Frequency Analysis Part II

Nonstationary Signals and Spectrograms

The goal of this chapter is to extend Fourier analysis as covered in the previous chapter to nonstationary signals. The short-time Fourier transform will be introduced. Nonstationary examples will include applications to time-varying auditory signals and the EEG during sleep.

Keywords

short-time Fourier transform; nonstationary signals; ergodicity; Gabor transform; spectrogram

12.1 Goal of this Chapter

12.2 Background

Figure 12.1 depicts the vocalizations of a zebra finch. How is this dissimilar from the sound signals you have examined thus far?

Figure 12.1 The sound amplitude of a zebra finch vocalization as a function of time.

Note that different portions of the song have different envelopes with clearly defined breaks. If they are taken separately, you might imagine these subsections to have different Fourier spectra. In fact, they do. Figure 12.2 shows the Fourier spectrum for two subsections of song. The two subsections have very different distributions of power over frequency.

Figure 12.2 The power spectra of two portions of the zebra finch vocalizations depicted in Figure 12.1.

A Fourier transform of the full song returns the power distribution over the entire song. Any localization of frequency information to a time point or an interval is lost. Using the example of the bird song here, a Fourier transform of the entire song would eliminate any ability to associate frequency components with a given syllable. How, then, can you extend the techniques discussed earlier to such complex signals?

12.2.1 The Fourier Transform: Stationary and Ergodic

When applied to a signal, the term stationary indicates that certain statistical properties of the signal are uniform throughout. In other words, a subset of the signal is sufficient for analysis of the entire signal. The distribution of power over frequency remains the same over the whole signal.

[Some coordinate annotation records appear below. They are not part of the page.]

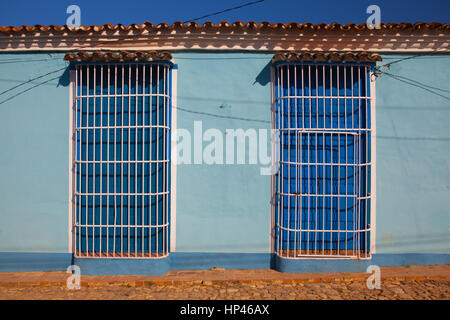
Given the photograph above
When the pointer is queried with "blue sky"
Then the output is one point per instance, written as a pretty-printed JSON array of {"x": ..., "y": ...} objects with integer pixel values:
[{"x": 20, "y": 12}]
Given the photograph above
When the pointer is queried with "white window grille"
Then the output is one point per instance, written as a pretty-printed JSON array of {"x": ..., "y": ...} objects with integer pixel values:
[
  {"x": 121, "y": 159},
  {"x": 322, "y": 195}
]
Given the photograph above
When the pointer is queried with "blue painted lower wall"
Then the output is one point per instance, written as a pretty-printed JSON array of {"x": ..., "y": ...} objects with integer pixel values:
[{"x": 18, "y": 261}]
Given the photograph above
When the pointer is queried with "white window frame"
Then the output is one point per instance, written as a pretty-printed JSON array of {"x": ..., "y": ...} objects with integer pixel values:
[{"x": 272, "y": 233}]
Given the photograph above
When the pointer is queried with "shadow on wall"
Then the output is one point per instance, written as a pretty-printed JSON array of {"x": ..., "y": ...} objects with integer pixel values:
[
  {"x": 263, "y": 78},
  {"x": 63, "y": 80}
]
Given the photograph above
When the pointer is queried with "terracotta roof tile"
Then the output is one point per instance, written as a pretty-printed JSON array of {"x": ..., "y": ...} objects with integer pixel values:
[
  {"x": 237, "y": 25},
  {"x": 326, "y": 56},
  {"x": 118, "y": 56}
]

A similar idea is the concept of ergodicity. Imagine an ensemble of related signals. Going with the example of zebra finch vocalizations, an appropriate ensemble would be the set of vocalizations from a set of birds. An ergodic ensemble is one in which each sample and the ensemble approach the same mean. In other words, analyzing one sample or a subset of the signals from the group can approximate the analysis of the ensemble. Ergodicity and stationarity are independent qualities. Neither implies the other.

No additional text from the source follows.